Pillar How this pattern supports pillar goals
Reliability design decisions help your workload become resilient to malfunction and to ensure that it recovers to a fully functioning state after a failure occurs. The approach described in this pattern can provide resilience against sudden spikes in demand by decoupling the arrival of tasks from their processing. It can also isolate malfunctions in queue processing so that they don't affect intake.

- RE:06 Scaling
- RE:07 Background jobs
Cost Optimization is focused on sustaining and improving your workload's return on investment. Because load processing is decoupled from the request or task intake, you can use this approach to reduce the need to overprovision resources to handle peak load.

- CO:12 Scaling costs
Performance Efficiency helps your workload efficiently meet demands through optimizations in scaling, data, code. This approach enables intentional design on throughput performance because the intake of requests doesn't need to correlate to the rate in which they're processed.

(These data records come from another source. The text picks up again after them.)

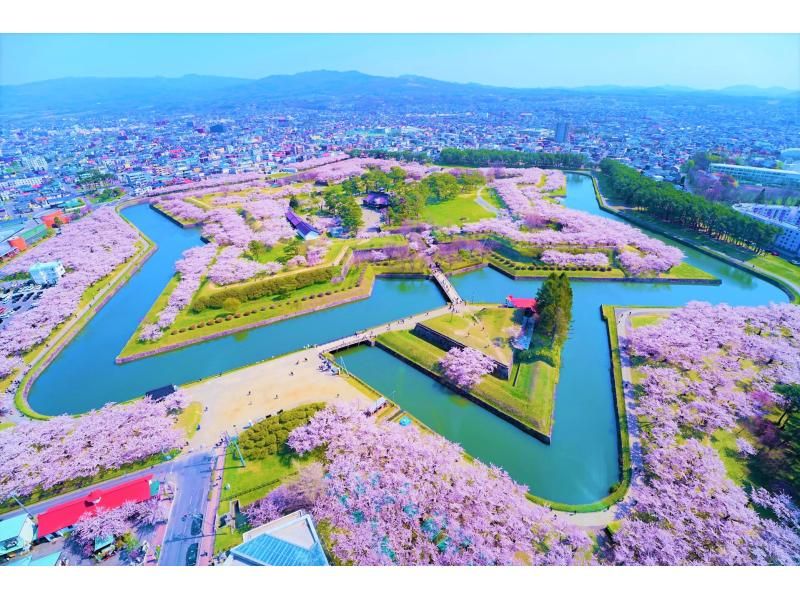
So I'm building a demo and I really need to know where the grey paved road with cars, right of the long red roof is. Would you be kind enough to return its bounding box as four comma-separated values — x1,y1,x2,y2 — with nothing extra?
158,450,213,566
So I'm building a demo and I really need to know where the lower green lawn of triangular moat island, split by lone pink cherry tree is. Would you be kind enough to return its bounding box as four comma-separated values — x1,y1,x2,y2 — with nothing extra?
377,330,558,435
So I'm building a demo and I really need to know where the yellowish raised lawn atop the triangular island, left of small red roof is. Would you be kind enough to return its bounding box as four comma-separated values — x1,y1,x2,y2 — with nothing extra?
425,307,522,363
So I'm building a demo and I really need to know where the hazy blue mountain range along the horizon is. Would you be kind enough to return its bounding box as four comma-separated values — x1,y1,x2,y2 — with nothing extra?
0,71,800,116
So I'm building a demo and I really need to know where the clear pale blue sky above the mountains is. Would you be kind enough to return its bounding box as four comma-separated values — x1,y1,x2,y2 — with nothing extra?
0,34,800,89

- PE:05 Scaling and partitioning

As with any design decision, consider any tradeoffs against the goals of the other pillars that might be introduced with this pattern.


A web app writes data to an external data store. If a large number of instances of the web app run concurrently, the data store might be unable to respond to requests quickly enough, causing requests to time out, be throttled, or otherwise fail. The following diagram shows a data store being overwhelmed by a large number of concurrent requests from instances of an application.

Figure 2 - A service being overwhelmed by a large number of concurrent requests from instances of a web app

To resolve this, you can use a queue to level the load between the application instances and the data store. An Azure Functions app reads the messages from the queue and performs the read/write requests to the data store. The application logic in the function app can control the rate at which it passes requests to the data store, to prevent the store from being overwhelmed. (Otherwise the function app will just re-introduce the same problem at the back end.)

Figure 3 - Using a queue and a function app to level the load

Next steps

The following guidance might also be relevant when implementing this pattern:

  • Asynchronous Messaging Primer. Message queues are inherently asynchronous. It might be necessary to redesign the application logic in a task if it's adapted from communicating directly with a service to using a message queue. Similarly, it might be necessary to refactor a service to accept requests from a message queue. Alternatively, it might be possible to implement a proxy service, as described in the example.

  • Choose between Azure messaging services. Information about choosing a messaging and queuing mechanism in Azure applications.

  • Asynchronous message-based communication.

  • Web-Queue-Worker architecture style. The web and worker are both stateless. Session state can be stored in a distributed cache. Any long-running work is done asynchronously by the worker. The worker can be triggered by messages on the queue, or run on a schedule for batch processing.

The following patterns might also be relevant when implementing this pattern:

  • Competing Consumers pattern. It might be possible to run multiple instances of a service, each acting as a message consumer from the load-leveling queue. You can use this approach to adjust the rate at which messages are received and passed to a service.

  • Throttling pattern. A simple way to implement throttling with a service is to use queue-based load leveling and route all requests to a service through a message queue. The service can process requests at a rate that ensures that resources required by the service aren't exhausted, and to reduce the amount of contention that could occur.